This joint statement was delivered during the discussion on the Rule of Law at the 34th session of the Human Rights Council on 20 March 2017.
Equality, equity and non-discrimination are among the basic elements of the Rule of Law. The Human Rights Council can play an important role in strengthening the rules-based international system and assist in promoting the Rule of Law at the national and international level.
The Rule of Law is a cross-cutting theme across all the Sustainable Development Goals, not just Goal 16, which includes providing equal access to justice for all and building effective, accountable and inclusive institutions at all levels. The Rule of Law is a base for the three pillars of sustainable development: economic development, social including cultural development and environmental development.

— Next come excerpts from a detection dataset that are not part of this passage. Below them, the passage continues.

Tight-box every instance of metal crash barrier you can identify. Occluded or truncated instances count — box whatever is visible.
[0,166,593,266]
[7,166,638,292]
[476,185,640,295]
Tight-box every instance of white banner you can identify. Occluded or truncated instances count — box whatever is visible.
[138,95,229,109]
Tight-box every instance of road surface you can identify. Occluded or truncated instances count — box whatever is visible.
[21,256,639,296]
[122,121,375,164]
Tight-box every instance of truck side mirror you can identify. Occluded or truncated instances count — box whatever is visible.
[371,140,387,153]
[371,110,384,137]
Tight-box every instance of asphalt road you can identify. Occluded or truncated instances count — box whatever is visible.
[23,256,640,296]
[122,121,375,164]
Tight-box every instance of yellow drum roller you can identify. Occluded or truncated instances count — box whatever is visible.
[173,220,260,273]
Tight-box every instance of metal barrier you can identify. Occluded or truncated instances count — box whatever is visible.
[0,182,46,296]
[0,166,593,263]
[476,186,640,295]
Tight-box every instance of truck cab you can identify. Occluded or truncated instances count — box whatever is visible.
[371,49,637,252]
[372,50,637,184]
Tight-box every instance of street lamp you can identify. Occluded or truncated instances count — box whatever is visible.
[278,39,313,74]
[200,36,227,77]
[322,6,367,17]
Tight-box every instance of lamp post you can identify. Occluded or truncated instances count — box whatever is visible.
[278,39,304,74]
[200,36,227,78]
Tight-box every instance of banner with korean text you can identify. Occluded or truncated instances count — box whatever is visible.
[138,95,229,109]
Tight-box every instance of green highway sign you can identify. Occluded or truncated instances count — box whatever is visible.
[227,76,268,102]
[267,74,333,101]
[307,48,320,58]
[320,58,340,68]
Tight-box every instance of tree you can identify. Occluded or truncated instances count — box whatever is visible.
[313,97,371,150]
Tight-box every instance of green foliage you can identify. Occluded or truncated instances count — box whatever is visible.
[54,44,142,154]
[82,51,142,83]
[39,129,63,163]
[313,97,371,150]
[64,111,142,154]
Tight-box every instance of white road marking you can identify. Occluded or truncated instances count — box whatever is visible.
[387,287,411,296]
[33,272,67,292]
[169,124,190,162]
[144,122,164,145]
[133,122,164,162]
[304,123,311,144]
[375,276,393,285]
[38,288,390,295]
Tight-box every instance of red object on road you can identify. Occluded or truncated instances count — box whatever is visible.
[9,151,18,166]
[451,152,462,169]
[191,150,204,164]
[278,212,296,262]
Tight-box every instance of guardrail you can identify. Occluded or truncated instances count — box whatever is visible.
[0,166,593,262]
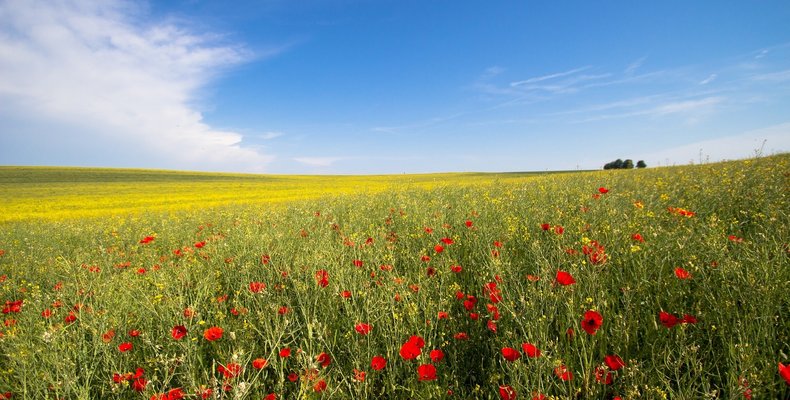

It plays an important role in securing property and attracting investment; it provides a fertile ground for stability and certainty. It furnishes respect of rights for all, equal access to services and fights discrimination, intolerance and exclusion. It reduces the drivers of conflict.
The Rule of Law is about rules but it is also about results. The rules are centred on certainty, predictability, legality and procedural clarity. The results are, inter alia, equal protection, equal accountability and an outcome based on human rights obligations.
Laws can discriminate or empower – laws alone do not protect. Human rights are not only to be found on paper. Laws need to have content; and the content for substantive justice is found in international human rights. The Rule of Law operationalises human rights through constitutional and legal protection, an independent and impartial judiciary, competent institutions, and effective remedies.
The Human Rights Council can do its part by promoting the Rule of Law at the national and international level, and ensuring that the Rule of Law is not just about rules, but also about implementation.